How Does PageRank Work in google?

Thursday, June 19th, 2008

1. PageRank is only one of numerous methods Google uses to determine a page’s relevance or importance.
2. Google interprets a link from page A to page B as a vote, by page A, for page B. Google looks not only at the sheer volume of votes; among 100 other aspects it also analyzes the page that casts the vote. However, these aspects don’t count, when PageRank is calculated.
3. PageRank is based on incoming links, but not just on the number of them - relevance and quality are important (in terms of the PageRank of sites, which link to a given site).
4. PR(A) = (1-d) + d(PR(t1)/C(t1) + … + PR(tn)/C(tn)). That’s the equation that calculates a page’s PageRank.
5. Not all links weight the same when it comes to PR.
6. If you had a web page with a PR8 and had 1 link on it, the site linked to would get a fair amount of PR value. But, if you had 100 links on that page, each individual link would only get a fraction of the value.

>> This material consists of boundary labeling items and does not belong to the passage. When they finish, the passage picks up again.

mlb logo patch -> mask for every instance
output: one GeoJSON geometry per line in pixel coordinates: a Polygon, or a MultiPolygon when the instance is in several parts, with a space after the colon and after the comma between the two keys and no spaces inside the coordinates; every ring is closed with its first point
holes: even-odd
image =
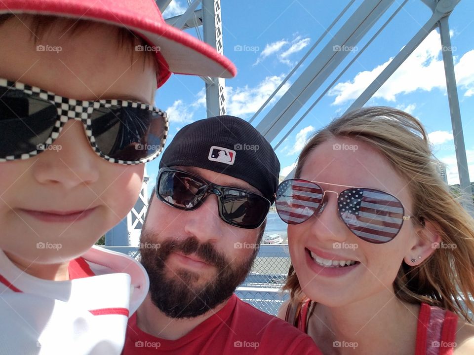
{"type": "Polygon", "coordinates": [[[236,161],[236,151],[213,145],[209,150],[207,159],[211,161],[218,161],[232,165],[236,161]]]}

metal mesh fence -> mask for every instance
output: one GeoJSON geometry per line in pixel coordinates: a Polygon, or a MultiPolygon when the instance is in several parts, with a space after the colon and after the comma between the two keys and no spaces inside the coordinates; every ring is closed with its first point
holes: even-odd
{"type": "MultiPolygon", "coordinates": [[[[107,249],[126,254],[140,260],[138,248],[132,247],[106,247],[107,249]]],[[[252,270],[245,281],[236,290],[240,299],[269,314],[276,315],[289,296],[282,293],[290,266],[288,246],[261,245],[252,270]]]]}

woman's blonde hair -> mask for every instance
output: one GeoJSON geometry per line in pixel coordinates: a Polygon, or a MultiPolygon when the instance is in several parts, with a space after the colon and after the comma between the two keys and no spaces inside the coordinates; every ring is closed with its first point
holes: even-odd
{"type": "MultiPolygon", "coordinates": [[[[310,153],[335,137],[365,142],[382,154],[408,181],[415,222],[431,221],[441,246],[450,247],[436,249],[419,265],[402,262],[393,284],[396,297],[449,310],[472,321],[468,312],[474,312],[474,220],[441,179],[423,126],[411,115],[391,107],[349,112],[312,137],[298,158],[295,177],[310,153]]],[[[293,301],[304,296],[292,264],[283,289],[290,291],[293,301]]]]}

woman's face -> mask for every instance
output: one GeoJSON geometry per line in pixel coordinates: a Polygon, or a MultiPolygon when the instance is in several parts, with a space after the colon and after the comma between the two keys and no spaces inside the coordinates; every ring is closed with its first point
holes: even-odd
{"type": "MultiPolygon", "coordinates": [[[[408,181],[363,142],[347,138],[326,141],[309,154],[299,178],[323,182],[318,183],[323,189],[338,193],[347,187],[336,184],[385,191],[401,202],[405,215],[412,214],[408,181]]],[[[356,236],[342,221],[336,194],[326,196],[327,204],[320,214],[288,227],[291,261],[303,292],[329,307],[393,293],[392,284],[404,258],[417,257],[410,251],[417,239],[413,222],[404,221],[393,240],[372,244],[356,236]],[[340,262],[337,266],[334,262],[331,267],[324,265],[330,260],[340,262]]]]}

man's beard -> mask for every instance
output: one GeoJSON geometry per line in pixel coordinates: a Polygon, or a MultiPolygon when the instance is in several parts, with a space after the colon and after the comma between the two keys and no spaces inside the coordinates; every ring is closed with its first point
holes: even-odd
{"type": "Polygon", "coordinates": [[[166,240],[158,248],[146,248],[147,245],[154,245],[156,239],[153,238],[154,233],[144,229],[142,232],[141,245],[145,247],[140,248],[141,263],[150,278],[150,298],[155,306],[171,318],[200,316],[231,297],[245,280],[258,251],[255,248],[246,260],[232,263],[211,243],[200,244],[194,237],[184,240],[166,240]],[[194,253],[215,267],[217,272],[213,280],[202,285],[194,286],[199,281],[198,271],[184,268],[170,270],[166,262],[170,254],[175,251],[184,255],[194,253]],[[172,274],[170,277],[166,275],[167,272],[172,274]]]}

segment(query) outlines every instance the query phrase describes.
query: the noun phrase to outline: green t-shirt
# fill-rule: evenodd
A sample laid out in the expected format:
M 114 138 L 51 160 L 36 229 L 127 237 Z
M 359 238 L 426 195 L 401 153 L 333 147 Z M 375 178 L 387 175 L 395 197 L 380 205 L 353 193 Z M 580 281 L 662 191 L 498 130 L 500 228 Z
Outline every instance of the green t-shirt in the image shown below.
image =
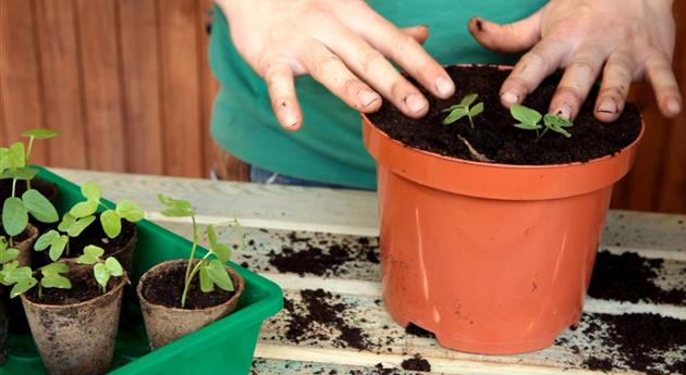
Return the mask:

7. Bad incoming links don’t have impact on Page Rank.
8. Ranking popularity considers site age, backlink relevancy and backlink duration. PageRank doesn’t.
9. Content is not taken into account when PageRank is calculated.
10. PageRank does not rank web sites as a whole, but is determined for each page individually.
11. Each inbound link is important to the overall total. Except banned sites, which don’t count.
12. PageRank values don’t range from 0 to 10. PageRank is a floating-point number.
13. Each Page Rank level is progressively harder to reach. PageRank is believed to be calculated on a logarithmic scale.
14. Google calculates pages PRs permanently, but we see the update once every few months (Google Toolbar).